Ciberseguridad: la IA en manos de los atacantes
El tema de la IA tomó un giro siniestro esta semana. Por un lado, los voluntarios de Bitcoin Red Team perdieron acceso a las herramientas de OpenAI, viéndose obligados a volver a los modelos chinos. Por otro lado, analistas surcoreanos detectaron el uso de sistemas de IA locales por parte del grupo hacker Kimsuky para atacar empresas cripto, y las autoridades de Taiwán revelaron detalles de intrusiones en instituciones gubernamentales mediante agentes de IA.
Los fundadores del servicio de bitcoin Boltz transfirieron el proyecto a «veteranos» tras una serie de ataques, presuntamente perpetrados por redes neuronales. Además, la campaña de julio contra las carteras de hardware Coldcard concluyó: el daño ascendió a al menos 1778,84 BTC ($112,7 millones). Por separado, destaco las filtraciones de datos: Trezor perdió información de 13 689 usuarios, y SafePal, alrededor de 40 000. Las noticias más alarmantes llegaron de Anthropic: los sistemas de IA multiagente muestran problemas de confianza, mentiras e incluso colusión. Es una señal que la industria aún subestima.
Regulación: presión sobre Rusia y estancamiento en EE. UU.
La noche del 13 de agosto, las fuerzas de seguridad realizaron registros masivos en el centro comercial «Gorbushka» de Moscú por un caso relacionado con casas de cambio de criptomonedas. En paralelo, grandes bancos comenzaron a exigir a las personas jurídicas la confirmación de que sus contrapartes están incluidas en el inexistente registro de operadores de intercambio de monedas digitales del Banco Central. Como señalan acertadamente los expertos, esta es la lógica de autoprotección de los bancos, iniciada por Rosfinmonitoring.
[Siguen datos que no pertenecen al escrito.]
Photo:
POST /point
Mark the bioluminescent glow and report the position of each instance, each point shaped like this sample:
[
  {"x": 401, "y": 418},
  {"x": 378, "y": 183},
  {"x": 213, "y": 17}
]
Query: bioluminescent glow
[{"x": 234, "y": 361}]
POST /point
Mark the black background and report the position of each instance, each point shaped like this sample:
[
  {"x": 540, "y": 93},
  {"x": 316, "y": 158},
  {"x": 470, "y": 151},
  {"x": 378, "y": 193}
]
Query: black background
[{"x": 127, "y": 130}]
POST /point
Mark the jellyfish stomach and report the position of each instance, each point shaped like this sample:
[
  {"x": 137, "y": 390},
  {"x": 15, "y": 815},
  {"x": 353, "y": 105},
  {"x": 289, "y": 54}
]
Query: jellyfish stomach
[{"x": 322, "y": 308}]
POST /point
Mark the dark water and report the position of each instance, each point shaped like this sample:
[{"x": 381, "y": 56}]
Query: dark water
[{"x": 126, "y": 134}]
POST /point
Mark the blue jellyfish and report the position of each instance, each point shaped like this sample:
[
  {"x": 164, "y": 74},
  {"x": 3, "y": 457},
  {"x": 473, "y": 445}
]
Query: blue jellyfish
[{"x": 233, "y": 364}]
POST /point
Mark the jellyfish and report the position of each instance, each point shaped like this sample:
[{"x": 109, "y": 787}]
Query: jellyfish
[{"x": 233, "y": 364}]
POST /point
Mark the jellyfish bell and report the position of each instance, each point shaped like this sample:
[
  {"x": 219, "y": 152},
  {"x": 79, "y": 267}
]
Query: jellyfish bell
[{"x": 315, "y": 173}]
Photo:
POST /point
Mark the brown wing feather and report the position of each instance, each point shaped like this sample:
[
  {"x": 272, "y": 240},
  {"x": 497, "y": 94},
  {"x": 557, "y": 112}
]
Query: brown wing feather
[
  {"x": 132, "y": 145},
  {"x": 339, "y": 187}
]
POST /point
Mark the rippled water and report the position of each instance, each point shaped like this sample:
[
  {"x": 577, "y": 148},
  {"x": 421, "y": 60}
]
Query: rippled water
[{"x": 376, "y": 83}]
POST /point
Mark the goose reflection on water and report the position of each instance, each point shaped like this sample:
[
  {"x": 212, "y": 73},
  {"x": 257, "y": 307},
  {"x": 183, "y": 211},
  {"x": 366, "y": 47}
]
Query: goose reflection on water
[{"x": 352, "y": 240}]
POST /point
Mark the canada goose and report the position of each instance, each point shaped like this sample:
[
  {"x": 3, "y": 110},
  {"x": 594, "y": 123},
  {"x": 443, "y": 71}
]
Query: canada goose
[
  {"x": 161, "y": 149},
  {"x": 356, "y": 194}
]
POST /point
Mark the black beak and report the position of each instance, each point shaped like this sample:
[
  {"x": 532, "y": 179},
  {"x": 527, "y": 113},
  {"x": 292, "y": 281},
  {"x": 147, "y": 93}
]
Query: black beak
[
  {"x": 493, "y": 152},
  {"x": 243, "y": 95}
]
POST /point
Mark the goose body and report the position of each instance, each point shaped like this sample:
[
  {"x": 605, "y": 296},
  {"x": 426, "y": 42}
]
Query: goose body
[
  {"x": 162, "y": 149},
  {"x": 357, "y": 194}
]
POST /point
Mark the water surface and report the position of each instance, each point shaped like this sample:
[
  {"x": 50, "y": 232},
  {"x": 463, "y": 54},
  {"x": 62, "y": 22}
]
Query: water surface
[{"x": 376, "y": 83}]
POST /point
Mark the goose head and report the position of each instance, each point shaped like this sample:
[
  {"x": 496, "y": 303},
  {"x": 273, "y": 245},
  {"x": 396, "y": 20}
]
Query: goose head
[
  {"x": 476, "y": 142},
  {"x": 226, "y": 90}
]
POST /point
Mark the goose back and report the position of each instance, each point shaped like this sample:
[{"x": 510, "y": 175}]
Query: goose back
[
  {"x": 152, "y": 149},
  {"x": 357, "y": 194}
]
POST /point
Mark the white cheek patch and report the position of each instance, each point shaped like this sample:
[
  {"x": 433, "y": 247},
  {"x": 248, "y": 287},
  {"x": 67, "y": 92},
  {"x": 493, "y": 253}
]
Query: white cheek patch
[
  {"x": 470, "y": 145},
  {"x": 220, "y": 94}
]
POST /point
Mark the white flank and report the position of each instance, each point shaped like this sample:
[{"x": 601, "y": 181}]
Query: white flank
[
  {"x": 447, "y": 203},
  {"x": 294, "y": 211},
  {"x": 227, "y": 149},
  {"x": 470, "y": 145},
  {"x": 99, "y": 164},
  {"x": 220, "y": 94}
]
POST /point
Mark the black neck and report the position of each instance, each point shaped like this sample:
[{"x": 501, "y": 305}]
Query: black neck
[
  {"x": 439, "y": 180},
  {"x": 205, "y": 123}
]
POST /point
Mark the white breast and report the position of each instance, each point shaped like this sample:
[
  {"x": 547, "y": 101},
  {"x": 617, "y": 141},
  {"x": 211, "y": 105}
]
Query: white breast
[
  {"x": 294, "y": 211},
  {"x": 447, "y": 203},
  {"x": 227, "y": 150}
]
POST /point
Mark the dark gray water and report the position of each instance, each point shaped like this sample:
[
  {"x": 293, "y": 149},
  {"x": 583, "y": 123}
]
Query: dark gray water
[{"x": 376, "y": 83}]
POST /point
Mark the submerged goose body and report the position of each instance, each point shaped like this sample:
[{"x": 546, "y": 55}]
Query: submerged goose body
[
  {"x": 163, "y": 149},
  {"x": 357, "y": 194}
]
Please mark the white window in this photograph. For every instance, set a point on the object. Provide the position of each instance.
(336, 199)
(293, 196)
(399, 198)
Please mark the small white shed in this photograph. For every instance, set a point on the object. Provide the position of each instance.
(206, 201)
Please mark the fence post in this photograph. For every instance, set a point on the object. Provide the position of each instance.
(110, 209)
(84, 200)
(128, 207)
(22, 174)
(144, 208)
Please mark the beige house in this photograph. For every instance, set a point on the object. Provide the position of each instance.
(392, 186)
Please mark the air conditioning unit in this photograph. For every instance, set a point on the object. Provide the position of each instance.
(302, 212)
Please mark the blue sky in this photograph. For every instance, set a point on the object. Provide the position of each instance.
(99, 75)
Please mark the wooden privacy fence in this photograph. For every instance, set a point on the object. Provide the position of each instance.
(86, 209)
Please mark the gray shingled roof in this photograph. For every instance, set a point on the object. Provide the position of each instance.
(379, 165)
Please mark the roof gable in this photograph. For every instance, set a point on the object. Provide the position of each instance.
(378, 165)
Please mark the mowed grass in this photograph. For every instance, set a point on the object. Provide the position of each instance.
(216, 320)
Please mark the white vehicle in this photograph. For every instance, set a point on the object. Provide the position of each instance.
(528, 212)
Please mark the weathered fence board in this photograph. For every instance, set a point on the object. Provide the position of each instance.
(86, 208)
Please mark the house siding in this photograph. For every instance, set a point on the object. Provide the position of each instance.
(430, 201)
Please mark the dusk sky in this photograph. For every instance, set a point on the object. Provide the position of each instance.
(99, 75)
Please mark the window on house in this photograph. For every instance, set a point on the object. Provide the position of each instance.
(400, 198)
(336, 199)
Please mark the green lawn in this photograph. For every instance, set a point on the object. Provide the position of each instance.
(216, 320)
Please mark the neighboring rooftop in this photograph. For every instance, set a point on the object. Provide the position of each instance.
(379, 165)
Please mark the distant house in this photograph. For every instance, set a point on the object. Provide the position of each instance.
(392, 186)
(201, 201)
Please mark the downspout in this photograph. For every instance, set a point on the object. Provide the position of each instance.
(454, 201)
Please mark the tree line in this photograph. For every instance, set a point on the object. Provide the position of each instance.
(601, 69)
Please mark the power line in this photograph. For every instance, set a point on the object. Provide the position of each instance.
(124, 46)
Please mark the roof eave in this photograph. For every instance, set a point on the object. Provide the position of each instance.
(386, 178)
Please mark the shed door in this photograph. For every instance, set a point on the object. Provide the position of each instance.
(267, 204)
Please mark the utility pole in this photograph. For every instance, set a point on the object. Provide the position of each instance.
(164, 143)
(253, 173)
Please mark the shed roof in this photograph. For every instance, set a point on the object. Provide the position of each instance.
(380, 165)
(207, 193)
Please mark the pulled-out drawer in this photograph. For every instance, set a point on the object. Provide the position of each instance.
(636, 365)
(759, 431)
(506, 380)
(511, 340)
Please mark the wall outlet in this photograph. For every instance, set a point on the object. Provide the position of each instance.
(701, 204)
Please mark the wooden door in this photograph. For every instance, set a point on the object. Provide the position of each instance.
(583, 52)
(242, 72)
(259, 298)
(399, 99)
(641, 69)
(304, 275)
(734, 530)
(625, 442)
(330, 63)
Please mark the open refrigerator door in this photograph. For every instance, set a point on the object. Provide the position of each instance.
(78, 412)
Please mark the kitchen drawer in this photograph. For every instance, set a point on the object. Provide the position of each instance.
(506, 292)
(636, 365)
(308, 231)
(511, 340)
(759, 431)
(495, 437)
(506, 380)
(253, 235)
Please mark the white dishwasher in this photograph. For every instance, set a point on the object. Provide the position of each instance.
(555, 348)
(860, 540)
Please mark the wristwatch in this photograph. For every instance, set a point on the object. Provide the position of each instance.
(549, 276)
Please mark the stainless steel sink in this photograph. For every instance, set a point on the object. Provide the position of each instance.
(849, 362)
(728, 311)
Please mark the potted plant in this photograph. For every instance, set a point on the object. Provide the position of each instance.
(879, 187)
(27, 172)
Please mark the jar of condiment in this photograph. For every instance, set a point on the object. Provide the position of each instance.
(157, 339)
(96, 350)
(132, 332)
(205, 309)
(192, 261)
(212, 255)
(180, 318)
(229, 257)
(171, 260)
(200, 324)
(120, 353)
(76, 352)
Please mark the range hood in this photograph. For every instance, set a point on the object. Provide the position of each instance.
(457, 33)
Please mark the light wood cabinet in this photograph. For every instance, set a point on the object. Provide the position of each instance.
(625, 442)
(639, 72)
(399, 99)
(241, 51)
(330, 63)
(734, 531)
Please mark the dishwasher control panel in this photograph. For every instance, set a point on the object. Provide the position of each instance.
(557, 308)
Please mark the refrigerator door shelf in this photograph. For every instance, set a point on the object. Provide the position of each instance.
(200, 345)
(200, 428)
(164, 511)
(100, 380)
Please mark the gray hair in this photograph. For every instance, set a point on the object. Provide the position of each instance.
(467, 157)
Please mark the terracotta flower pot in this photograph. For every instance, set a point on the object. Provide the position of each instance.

La situación se aclarará después del 1 de septiembre, cuando entre en vigor la ley «Sobre moneda digital», pero la incertidumbre sobre la responsabilidad penal por circulación ilegal persistirá hasta 2027.
En Occidente, el panorama no es mejor. La Clarity Act, que debería aportar claridad regulatoria, está estancada: Galaxy Digital estima que la probabilidad de su aprobación es solo del 10%, y la votación en el Senado se ha pospuesto al 15 de septiembre. Mientras tanto, los institucionales siguen entrando al mercado: el banco más grande de Israel, «Leumi», lanza el comercio de criptomonedas mediante una alianza con Galaxy Digital, y el fondo soberano de Noruega reveló una participación en BitMine por $81,9 millones.
Mi comentario: La semana mostró que el mercado está en una fase de consolidación antes de una decisión importante. La salida de los ETF y la debilidad del precio no son pánico, sino más bien una redistribución de capital en espera de desencadenantes macroeconómicos. Sin embargo, el principal riesgo no es el precio del bitcoin, sino la escalada de la carrera armamentista de IA en el ciberespacio: mientras los reguladores discuten el estatus de las criptomonedas, los atacantes ya utilizan las tecnologías más avanzadas para atacar la infraestructura.